A horas apenas de haberse firmado la paz entre la guerrilla más antigua de la región y el gobierno colombiano, casi como un símbolo del cierre de un gran ciclo de insurgencias armadas en la historia latinoamericana, se despidió del escenario uno de sus principales protagonistas, el comandante Fidel Castro Ruz.
Pero no se puede hablar de Fidel sin hablar de su amada Cuba, de siglos de expolio colonial, de zafras, ingenios y trapiches, de tabacales y azotes, de generaciones de esclavos, de vergonzosos hacendados enriquecidos a costa del sufrimiento, del esfuerzo y del dolor de otros.
Por eso, hablar de Fidel es contar la independencia, es recordar a Céspedes (padre), a Maceo, a García, a Gómez y cientos más, pero sobre todo es, una y otra vez, rememorar la inmensa influencia del gran poeta y revolucionario José Martí, cuyos versos “de un verde claro y de un carmín encendido” hicieron restallar el corazón de quienes, a cien años de su nacimiento, se dieron a la gesta histórica de derrumbar la tiranía de Fulgencio Batista y desatar los nudos de plomo de la dominación gringa.
Porque hablar de Fidel, es ante todo decir Moncada, es decir Granma y Sierra Maestra, es hablar del Che, de Camilo, de Raúl, de Frank y tantos otros, es rememorar el 8 de Enero y la entrada en La Habana de la Revolución.

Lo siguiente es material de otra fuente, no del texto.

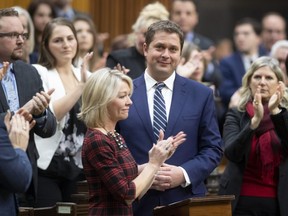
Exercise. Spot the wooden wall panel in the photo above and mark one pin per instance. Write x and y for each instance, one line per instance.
(117, 16)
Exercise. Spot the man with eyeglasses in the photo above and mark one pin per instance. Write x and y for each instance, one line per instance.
(21, 90)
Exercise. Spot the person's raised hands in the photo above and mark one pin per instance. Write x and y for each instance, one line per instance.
(276, 98)
(18, 130)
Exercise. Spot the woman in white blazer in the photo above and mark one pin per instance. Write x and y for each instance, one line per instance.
(59, 163)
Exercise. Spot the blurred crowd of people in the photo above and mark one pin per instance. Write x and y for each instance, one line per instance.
(235, 94)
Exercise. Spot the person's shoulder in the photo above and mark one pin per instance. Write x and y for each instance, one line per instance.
(202, 41)
(22, 67)
(128, 52)
(189, 83)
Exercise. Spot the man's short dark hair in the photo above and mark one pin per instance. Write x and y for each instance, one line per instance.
(250, 21)
(8, 12)
(164, 26)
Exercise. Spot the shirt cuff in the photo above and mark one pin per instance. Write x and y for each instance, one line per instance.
(187, 179)
(41, 120)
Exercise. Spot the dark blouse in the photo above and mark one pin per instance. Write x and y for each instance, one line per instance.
(109, 170)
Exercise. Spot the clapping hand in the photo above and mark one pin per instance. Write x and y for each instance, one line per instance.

Hablar de Fidel, es también hablar de altivez y osadía, es admirar la valentía de quienes, a ínfima distancia de las garras opresoras del águila yanqui, tuvieron que soportar vejaciones, invasiones, atentados, conspiraciones y un bloqueo casi tan antiguo como la revolución, cuyo propósito no fue ni es otro que intentar extinguir la llama de la libertad en la isla. Porque no es posible hablar de la revolución cubana si no se habla de asedio y de un mundo dividido y en guerra.
Porque hablar de libertad en Cuba no es vivir en Miami y llenarse la boca de diatribas y el bolsillo de billetes, sino reconocer, ante todo, una obra de humanización en y ante la adversidad. Alfabetizado por completo a un pueblo en el que cinco de seis eran iletrados, liberándolo de la malnutrición y ostentando hoy el índice más bajo de mortalidad infantil de la región. Hablar de libertad es contar con educación y medicina de avanzada y es ayudar a liberar a otros.
Porque hablar de Fidel es también recordar el apoyo solidario de la revolución cubana a los movimientos de liberación en África, es hablar de Angola, Etiopía, Congo, Guinea Bissau, Namibia y Mozambique, es hablar de devolver dignidad a los usurpados, a los esclavizados y maltratados. Y también, es devolver la vista a miles de pobres, es combatir epidemias en África, es prestar ayuda médica en más de cien naciones del planeta. Hacer libertad – y no tan sólo hablar – es dar ejemplo de compartir aquello que se tiene para favorecer a otros pueblos. Fidel y Cuba han globalizado la solidaridad y no el despojo y la depredación.
Y decir Fidel, es también recordar cómo una enorme cantidad de jóvenes se sintió llamada a luchar por los derechos de las mayorías con la palabra, con la organización, con la protesta y la demanda popular – y, ante la persecución, la proscripción y la violencia infinita de tiránicos sátrapas – vio a partir del éxito de la revolución cubana como única posibilidad el camino heroico y trágico de la sublevación armada.
La represión de aquella oleada de rebeldía trajo infinitos dolores pero también dio a luz esperanzas y triunfos, marejada revolucionaria que animó las mejores aspiraciones del gobierno socialista de Allende y la victoria sandinista en Nicaragua, que continúa hoy viva en la Venezuela de Chávez y Maduro, en el gobierno del FMLN salvadoreño, en la Bolivia de Evo, que ha bañado con su oleaje transformador las playas de la memoria de los actores de la Revolución Ciudadana en Ecuador, los gobiernos del PT en Brasil, las mejores aristas de la argentina kirchnerista y del Frente Amplio uruguayo, que ha impulsado los breves intentos de romper el cerco en Honduras y Paraguay y que continuará viviendo, con distintos matices, en la conciencia libertaria de millones de latinoamericanos que saben que otro estilo de vida y de organización social son necesarios, imprescindibles y sobre todo, posibles.
Hablar de Fidel es hablar de soberanía y hablar de integración regional, de resistencia y de acción frente a la injusticia, es hablar de cambio y de rebeldía frente a la violencia del sistema y la aparente determinación de lo dado. Se pueden decir muchas más cosas, pero hablar de Fidel es, sobre todo, hablar de revolución.
Y dicen que ha muerto Fidel, cosa que es sencillamente imposible. Porque, ¿pueden acaso morir las revoluciones?